Byung-Chul Han (1959) es el pensador actual de mayor éxito editorial y notable interés académico, tanto en lengua alemana, en la que escribe, como en el ámbito iberoamericano.
De origen surcoreano, llegó a Alemania a los 19 años, sin hablar nada de la lengua tudesca y con la intención de profundizar sus conocimientos de metalurgia. Sin embargo, prefirió doctorarse en filosofía, en la Universidad de Friburgo, y luego en literatura, en la Universidad de Múnich, con una marcada influencia de Nietzsche, Heidegger, Freud, Foucault, Adorno y Baudrillard, además de Baudelaire, Proust, Orwell y Bataille, entre otros.
La diversidad de fuentes, disciplinas, autores e intereses de su pensamiento complejizan su encasillamiento, por lo que se le considera un filósofo cultural.
Acaba de publicar una recopilación de artículos y dos conversaciones filosóficas bajo el llamativo título de Capitalismo y pulsión de muerte (Herder, Barcelona, 2022), en cuyas páginas sus conceptos clave sobre la sociedad de rendimiento, la autoexplotación digital, el consumismo como camino a la depresión o el vacío narcisista y la degradación de lo erótico en pornografía transparente alcanzan una deslumbrante claridad.
El título lo toma del estudio del economista francés Bernard Maris, asesinado por los terroristas islámicos en la redacción de la revista Charlie Ebdo, y G. Dostaler, publicado en París por Albin Michel en 2010 (Capitalisme et pulsion de mort), en una de cuyas principales tesis se sostiene que la mayor astucia del capitalismo actual consiste en canalizar las fuerzas destructivas y la pulsión de muerte, para reconducirlas hacia el crecimiento y el consumo.
La noción de pulsión de muerte proviene del ensayo de S. Freud titulado El malestar en la cultura (1930), en el cual se afirma que el humano es una bestia salvaje, provista de una cruel agresividad; capaz, incluso, de desbordar los paradigmas racionales y dejarse llevar por los instintos, hasta amenazar o destruir la humanidad misma.
El estallido de la crisis económica mundial de 1929 y los años 30 constituyó el mejor escenario de representación del capitalismo como modelo de producción en el que “el hombre puede desfogar mejor su agresividad como bestia salvaje”, dice el filósofo surcoreano.
La pulsión de muerte es una fuerza instintiva desintegradora de la vida humana.
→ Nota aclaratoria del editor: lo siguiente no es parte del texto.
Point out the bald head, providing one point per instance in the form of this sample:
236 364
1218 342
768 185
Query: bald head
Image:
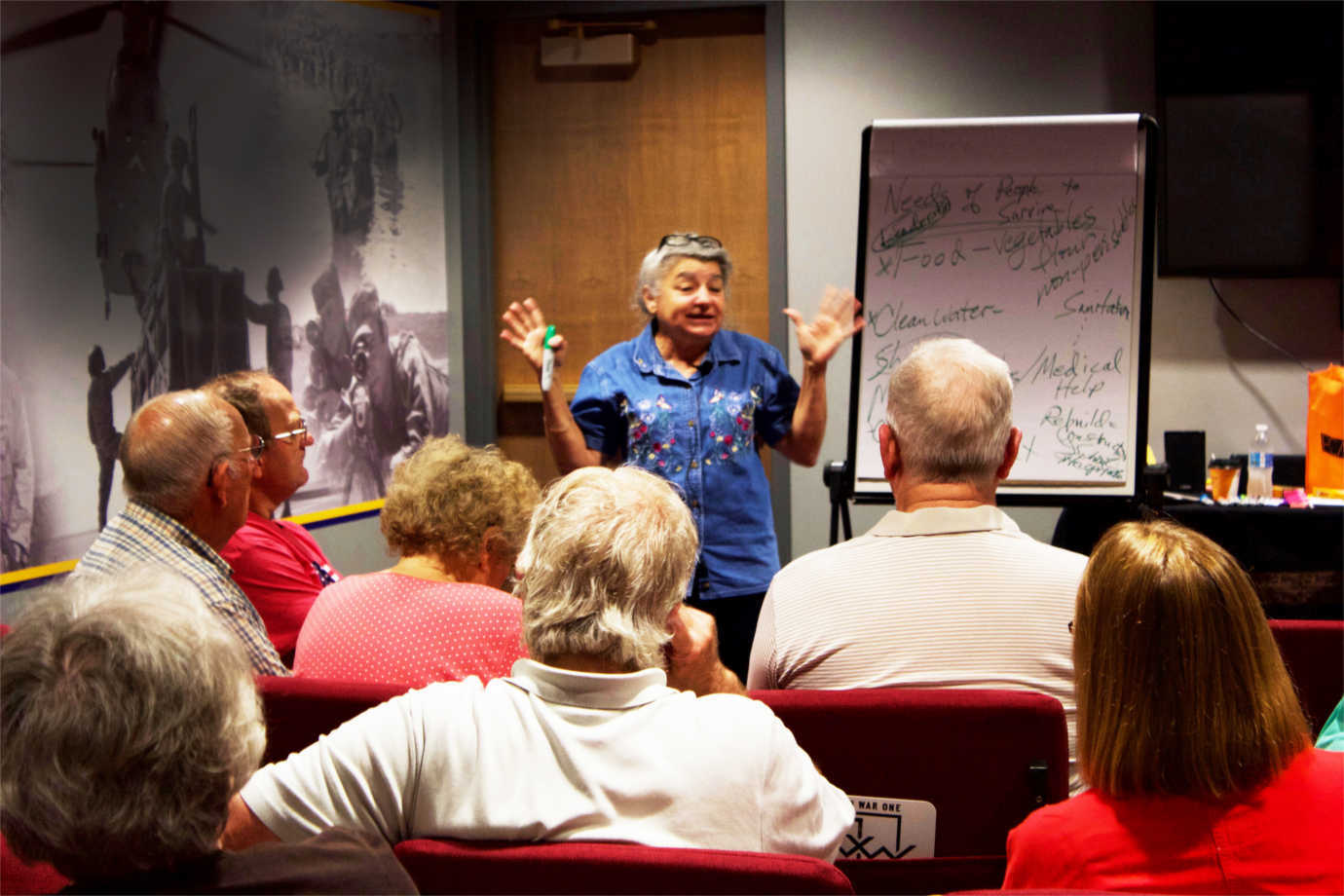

De ahí que sea la inevitabilidad de la muerte la que, en el proceso de acumulación capitalista, genere presión sobre el individuo para impulsarlo hacia la productividad y el rendimiento.
Esa lógica de la acumulación es, a su vez, generadora de violencia. Una violencia que justifica matar so pretexto de sobrevivir, para lo cual se requerirá acumulación de fuerza o de riqueza. Así, una cultura de muerte domina y destruye la cultura de vida.
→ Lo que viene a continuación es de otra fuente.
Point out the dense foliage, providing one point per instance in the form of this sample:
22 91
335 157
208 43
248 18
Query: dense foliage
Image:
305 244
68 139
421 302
El amor, que es principio vital, se reduce a la mera sexualidad, que se resuelve en lo efímero. La trampa final estriba en que: “estamos demasiado vivos para morir y demasiado muertos para vivir” (p. 30). Hay que evitar matarse por optimizarse.
Otros artículos del volumen tratan sobre la imposibilidad de una revolución socialista en estos tiempos; la explotación total del individuo por conducto del hipercapitalismo, la infoxicación en la digitalización; la eficacia de la transparencia como instrumento de dominación del panóptico digital; el culto delirante a los datos (dataísmo) como expresión del nihilismo actual; la pérdida progresiva del raciocinio en el nuevo “Homo saliens” u hombre que salta, solo para llamar la atención; la nueva barbarie en el control de los flujos migratorios y de refugiados; la nostalgia identitaria provocada por la uniformidad de la globalización, entre otros, y las conversaciones con Ronald Düker y Wolfram Eilenberger, además de Thomas Ostermeier y Florian Borchmeyer en torno al teatro y a la ética.